Venture Capital Firm Westlake Village BioPartners Raises $500M

Francesca Billington

Francesca Billington is a freelance reporter. Prior to that, she was a general assignment reporter for dot.LA and has also reported for KCRW, the Santa Monica Daily Press and local publications in New Jersey. She graduated from Princeton in 2019 with a degree in anthropology.

Venture Capital Firm Westlake Village BioPartners Raises $500M
Photo by Vladimir Solomyani on Unsplash

Westlake Village BioPartners, the two-year-old Los Angeles venture capital firm investing in life science and therapeutic companies, has raised two new funds totaling $500 million. The announcement Tuesday brings the firm to $820 million in capital to date.

The first fund, called Opportunity 1, carves out $70 million for Westlake to invest Series B or later-stage rounds for companies they incubated or invested in previously.

Meanwhile, Westlake Village BioPartners 2 Fund is a $430 million stash for incubating and investing in about 12 Series A startups. The VC firm will also use that fund for other Series B or late-round investments.


"Los Angeles is an emerging biotech community that is fresh and exciting, and we are seeing an explosion of new startups in this region," said Westlake's co-founding managing director Beth Seidenberg in a statement.

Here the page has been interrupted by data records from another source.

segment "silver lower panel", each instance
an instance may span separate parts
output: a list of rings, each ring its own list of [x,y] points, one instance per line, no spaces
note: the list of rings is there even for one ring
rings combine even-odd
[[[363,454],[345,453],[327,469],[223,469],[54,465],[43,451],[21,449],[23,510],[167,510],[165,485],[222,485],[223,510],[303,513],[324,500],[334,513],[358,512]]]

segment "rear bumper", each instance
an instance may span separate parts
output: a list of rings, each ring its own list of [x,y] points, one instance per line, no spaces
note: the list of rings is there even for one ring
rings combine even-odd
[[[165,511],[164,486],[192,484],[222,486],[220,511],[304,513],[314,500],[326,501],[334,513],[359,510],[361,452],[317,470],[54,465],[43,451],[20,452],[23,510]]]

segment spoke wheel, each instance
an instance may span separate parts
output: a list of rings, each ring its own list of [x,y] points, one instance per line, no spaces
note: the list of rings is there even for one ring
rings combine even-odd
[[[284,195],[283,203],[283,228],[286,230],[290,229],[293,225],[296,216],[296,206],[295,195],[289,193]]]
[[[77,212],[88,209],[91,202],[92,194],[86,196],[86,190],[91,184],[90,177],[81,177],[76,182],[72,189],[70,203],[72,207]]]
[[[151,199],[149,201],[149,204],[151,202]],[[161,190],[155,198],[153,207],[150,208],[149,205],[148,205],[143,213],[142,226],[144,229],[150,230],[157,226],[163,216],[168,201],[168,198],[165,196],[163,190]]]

According to a recent report from Biocom, the nonprofit tracking life science companies across California, L.A. County brought in over $1.1 billion in government funding last year — the most of any county in California. The industry also employed over 93,000 people in the county.

The firm has so far invested in three new companies using that larger fund — a gene therapy startup in San Diego and two L.A. companies.

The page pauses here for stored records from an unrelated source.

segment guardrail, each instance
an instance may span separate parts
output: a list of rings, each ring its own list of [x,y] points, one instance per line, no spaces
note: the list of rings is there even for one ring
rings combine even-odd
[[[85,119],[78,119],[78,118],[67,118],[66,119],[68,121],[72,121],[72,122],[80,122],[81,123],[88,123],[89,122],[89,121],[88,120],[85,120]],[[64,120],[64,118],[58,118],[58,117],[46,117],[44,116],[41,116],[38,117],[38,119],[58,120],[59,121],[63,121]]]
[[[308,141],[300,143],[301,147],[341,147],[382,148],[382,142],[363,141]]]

One of those is ACELYRIN, a biopharma company focused on immunology that today launched with a Series A round backed by Westlake. The funding amount was not disclosed.

More than half of the 11 companies Westlake has invested in or incubated using its first fund, set up in 2018, are L.A.-based.

"We believe technology can come from anywhere, but our preference is to build companies in Los Angeles to help build out a new ecosystem," Seidenberg said. "With these two new funds, we will be managing more early stage venture capital solely from the greater Los Angeles area than any other firm."